Rob took hold of the sheet, and as it billowed out between them, a memory rose up before him: his father standing out in the yard, holding his gun up to the sky, taking aim at a bird.
“You think I can hit it?” his father said. “You think I can hit that itty-bitty bird?”
“Robert,” his mother said, “what do you want to shoot that bird for?”
“To prove I can,” said his father.
There was a single crack and the bird was suspended in midair, pinned for a moment to the sky with his father’s bullet. Then it fell.
“Oh, Robert,” his mother said.
It hurt the back of Rob’s throat to think about that now, to think about the gun and his mother and the small thud the bird made when it hit the ground.
“I know something that’s in a cage,” said Rob, pushing the words past the tightness in his throat.
Willie May nodded her head, but she wasn’t listening. She was looking past Rob, past the white sheet, past the laundry room, past the Kentucky Star.
“Who don’t?” she said finally. “Who don’t know something in a cage?”
After that, they folded the sheets in silence. Rob thought about the bird and how when he had finally found its small still-warm body, he had started to cry.
His father told him not to.
“It ain’t nothing to cry over,” he’d said. “It’s just a bird.”
Rob was sweeping the cement walkway in front of the Kentucky Star rooms when Beauchamp pulled up in his red jeep and honked the horn.
“Hey there,” he hollered. Beauchamp was a large man with orange hair and an orange beard and a permanent toothpick in the side of his mouth. The toothpick waggled as he talked, as if it was trying to make a point of its own. “We got you on the payroll now, too?” Beauchamp shouted.
“No, sir,” said Rob.
“All right,” hooted Beauchamp. He hopped out of the jeep. “Got you working for free. That’s what I like to hear.”
“Yes, sir,” said Rob.
“Ain’t you supposed to be in school? Or you done graduated already?” The gold chains buried deep in Beauchamp’s orange chest-hair winked at Rob.
“I’m sick,” said Rob.
“Sick and tired of school, right?” He slapped Rob on the back. “Don’t got a mama putting down the rules for you, do you? Get to make your own rules.
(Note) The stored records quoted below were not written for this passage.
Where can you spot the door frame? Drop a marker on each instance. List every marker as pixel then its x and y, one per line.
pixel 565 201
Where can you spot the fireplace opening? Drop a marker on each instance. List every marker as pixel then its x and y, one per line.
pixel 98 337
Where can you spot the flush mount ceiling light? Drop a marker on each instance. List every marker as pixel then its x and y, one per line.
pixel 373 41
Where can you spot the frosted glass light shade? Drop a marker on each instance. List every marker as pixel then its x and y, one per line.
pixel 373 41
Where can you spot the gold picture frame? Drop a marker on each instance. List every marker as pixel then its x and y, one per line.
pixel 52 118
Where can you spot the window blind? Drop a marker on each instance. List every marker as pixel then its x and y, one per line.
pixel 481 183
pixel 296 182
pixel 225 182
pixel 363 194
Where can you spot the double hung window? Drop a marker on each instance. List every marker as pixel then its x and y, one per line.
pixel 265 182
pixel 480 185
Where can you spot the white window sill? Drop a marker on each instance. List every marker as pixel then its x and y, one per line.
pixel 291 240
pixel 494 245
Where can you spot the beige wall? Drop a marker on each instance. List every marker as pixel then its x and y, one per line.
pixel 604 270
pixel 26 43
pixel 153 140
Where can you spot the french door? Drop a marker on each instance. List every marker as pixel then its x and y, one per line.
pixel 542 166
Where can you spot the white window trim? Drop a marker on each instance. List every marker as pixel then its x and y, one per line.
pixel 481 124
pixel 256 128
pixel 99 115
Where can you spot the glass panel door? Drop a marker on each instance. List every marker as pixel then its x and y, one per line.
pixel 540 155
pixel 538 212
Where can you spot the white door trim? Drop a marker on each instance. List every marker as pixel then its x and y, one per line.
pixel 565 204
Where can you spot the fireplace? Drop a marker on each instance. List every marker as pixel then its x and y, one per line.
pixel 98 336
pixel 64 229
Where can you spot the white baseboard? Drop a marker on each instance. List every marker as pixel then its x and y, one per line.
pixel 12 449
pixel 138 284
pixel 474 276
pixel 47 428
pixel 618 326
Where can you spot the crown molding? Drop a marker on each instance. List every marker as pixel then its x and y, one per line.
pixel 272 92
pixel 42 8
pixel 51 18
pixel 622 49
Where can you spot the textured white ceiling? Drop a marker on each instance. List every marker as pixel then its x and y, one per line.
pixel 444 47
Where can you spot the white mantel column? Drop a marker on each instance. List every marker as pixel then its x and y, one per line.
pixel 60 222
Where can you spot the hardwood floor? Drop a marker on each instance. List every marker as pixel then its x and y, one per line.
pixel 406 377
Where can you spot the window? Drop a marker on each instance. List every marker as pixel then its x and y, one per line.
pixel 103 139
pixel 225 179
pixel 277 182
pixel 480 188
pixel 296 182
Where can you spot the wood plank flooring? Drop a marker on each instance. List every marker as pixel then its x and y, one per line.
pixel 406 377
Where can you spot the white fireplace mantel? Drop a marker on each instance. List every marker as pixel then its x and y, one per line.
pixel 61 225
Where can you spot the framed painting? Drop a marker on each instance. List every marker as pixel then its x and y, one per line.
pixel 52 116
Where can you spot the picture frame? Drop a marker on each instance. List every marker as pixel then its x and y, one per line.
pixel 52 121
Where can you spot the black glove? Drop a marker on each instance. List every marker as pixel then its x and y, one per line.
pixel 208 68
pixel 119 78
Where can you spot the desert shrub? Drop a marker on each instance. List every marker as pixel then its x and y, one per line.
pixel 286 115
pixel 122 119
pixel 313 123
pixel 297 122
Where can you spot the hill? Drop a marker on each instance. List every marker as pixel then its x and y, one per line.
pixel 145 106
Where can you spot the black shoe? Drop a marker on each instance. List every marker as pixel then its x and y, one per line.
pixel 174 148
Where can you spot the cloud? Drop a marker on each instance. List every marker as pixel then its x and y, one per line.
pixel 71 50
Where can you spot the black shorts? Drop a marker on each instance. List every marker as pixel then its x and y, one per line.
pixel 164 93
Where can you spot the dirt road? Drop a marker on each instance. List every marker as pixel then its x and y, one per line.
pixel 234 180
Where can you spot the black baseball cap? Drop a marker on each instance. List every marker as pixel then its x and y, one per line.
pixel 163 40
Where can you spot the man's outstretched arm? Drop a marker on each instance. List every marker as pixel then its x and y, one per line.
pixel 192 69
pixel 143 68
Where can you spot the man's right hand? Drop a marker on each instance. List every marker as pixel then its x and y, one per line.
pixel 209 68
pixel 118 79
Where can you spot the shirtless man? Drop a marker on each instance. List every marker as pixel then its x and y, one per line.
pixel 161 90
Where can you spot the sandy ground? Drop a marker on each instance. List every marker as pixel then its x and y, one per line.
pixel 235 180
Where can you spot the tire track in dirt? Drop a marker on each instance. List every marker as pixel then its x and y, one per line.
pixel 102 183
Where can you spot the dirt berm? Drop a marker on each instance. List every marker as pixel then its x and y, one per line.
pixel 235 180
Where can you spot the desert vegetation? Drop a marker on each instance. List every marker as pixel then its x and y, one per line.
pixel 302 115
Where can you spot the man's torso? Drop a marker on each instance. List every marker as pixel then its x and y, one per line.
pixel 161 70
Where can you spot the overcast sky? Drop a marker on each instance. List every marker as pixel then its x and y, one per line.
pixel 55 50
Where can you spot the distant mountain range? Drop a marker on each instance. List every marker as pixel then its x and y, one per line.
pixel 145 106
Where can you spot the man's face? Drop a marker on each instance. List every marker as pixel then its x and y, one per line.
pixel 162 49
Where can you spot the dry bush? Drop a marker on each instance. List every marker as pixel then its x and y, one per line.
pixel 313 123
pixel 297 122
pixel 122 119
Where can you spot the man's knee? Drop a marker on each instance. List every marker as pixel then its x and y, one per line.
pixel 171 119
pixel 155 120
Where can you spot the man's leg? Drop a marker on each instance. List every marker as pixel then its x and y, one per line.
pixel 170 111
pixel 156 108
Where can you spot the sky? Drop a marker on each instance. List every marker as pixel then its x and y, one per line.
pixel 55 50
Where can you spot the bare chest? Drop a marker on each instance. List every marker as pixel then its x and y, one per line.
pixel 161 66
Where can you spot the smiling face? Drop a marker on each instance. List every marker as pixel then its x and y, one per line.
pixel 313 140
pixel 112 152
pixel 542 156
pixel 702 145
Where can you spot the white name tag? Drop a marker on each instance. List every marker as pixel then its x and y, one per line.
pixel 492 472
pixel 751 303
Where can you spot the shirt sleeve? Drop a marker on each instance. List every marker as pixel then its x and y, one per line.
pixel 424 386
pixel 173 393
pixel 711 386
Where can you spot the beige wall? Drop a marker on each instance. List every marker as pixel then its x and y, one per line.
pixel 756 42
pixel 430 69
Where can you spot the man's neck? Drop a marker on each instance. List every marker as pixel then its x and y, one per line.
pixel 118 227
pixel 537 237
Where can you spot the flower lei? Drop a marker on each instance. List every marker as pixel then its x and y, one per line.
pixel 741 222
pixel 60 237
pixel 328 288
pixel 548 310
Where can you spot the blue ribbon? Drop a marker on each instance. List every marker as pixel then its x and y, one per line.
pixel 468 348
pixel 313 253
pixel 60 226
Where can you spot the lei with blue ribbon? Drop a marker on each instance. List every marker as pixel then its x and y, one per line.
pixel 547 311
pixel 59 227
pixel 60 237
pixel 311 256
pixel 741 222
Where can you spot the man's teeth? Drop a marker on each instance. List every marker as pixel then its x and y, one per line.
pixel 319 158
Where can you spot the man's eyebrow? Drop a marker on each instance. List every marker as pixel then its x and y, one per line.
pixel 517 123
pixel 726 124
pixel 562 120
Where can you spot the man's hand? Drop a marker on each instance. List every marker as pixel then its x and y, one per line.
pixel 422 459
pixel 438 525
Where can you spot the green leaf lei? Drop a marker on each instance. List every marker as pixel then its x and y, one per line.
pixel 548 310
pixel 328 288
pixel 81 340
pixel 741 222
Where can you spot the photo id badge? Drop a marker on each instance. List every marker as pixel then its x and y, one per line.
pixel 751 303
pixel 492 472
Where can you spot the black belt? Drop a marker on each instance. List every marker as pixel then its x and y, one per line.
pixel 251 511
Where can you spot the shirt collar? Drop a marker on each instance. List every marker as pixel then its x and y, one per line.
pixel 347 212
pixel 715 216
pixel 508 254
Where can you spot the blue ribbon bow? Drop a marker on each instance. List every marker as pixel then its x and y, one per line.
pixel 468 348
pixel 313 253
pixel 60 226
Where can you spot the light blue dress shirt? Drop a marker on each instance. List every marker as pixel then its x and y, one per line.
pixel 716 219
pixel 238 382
Not me,” said Beauchamp. He jerked his head in the direction of the motel office, where his mother, Ida Belle, worked the front desk.
He winked at Rob and then looked to the left, then right. “Look here,” he said in a quieter voice. “I’ve got me a number of deals going on right now, a few more than I can properly handle. I wonder if a smart boy like yourself wouldn’t be looking for a way to pick up some extra spending money.”
He didn’t wait for Rob to answer.
“Let me tell you what I got cooking. You like animals?”
Rob nodded.
“Course you do,” said Beauchamp, nodding with him. “What boy don’t? You like wild animals?”
Rob’s heart skipped. He suddenly knew where Beauchamp was headed.
“I got me a wild animal,” said Beauchamp. “I got me a wild animal like you would not believe. Right here on my own property. And I got some plans for him. Big plans. But in the meantime, he needs some taking care of, some daily maintenance. You following me, son?”